This is the repo. of this paper "Heat-Resistant Polymer Discovery by Utilizing Interpretable Graph Neural Network with Small Data" on Macromolecules. This work features a chemistry-based solution that cleverly addresses the long-standing challenge of small datasets in polymer machine learning modeling, which has achieved SOAT model performance.
All data and code about model training and polyScreen software are in this repository.

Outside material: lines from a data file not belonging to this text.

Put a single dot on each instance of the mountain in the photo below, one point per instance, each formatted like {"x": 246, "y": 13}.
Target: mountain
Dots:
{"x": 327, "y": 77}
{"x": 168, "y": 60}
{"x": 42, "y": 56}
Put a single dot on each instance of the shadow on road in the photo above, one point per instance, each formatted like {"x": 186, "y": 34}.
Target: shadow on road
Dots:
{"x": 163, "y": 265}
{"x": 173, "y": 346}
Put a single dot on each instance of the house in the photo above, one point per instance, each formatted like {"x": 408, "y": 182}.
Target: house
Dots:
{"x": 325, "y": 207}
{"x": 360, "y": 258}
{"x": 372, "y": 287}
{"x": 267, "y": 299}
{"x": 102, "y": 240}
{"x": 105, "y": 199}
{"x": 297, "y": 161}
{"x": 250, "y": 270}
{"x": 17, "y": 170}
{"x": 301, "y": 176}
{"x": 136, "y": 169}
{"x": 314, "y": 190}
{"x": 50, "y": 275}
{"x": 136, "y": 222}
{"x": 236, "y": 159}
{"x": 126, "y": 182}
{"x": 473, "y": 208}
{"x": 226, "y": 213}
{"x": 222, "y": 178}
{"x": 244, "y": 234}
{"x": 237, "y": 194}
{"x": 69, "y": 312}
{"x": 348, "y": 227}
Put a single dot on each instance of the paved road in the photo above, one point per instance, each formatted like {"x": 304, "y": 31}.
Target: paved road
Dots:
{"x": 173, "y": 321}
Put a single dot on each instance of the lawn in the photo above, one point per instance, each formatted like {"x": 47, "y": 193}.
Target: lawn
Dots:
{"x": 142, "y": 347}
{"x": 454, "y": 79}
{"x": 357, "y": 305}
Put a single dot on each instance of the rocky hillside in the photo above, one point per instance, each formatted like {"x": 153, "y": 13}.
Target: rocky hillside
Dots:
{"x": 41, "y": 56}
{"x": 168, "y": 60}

ablation: The ablation results of random split.
gene: The gene fragments of each datasets.
model: The data used to train the models mentioned in this work can be found at /model, and the model for PI-0 can also be found with all ensemble GNN_enhanced models for further polymer design at/model/AllModels.
notebooks: The experimental codes for training, inference, visualization and data analysis in .ipynb format.
polyScreen2: The related code and the toolkit – polyScreen2.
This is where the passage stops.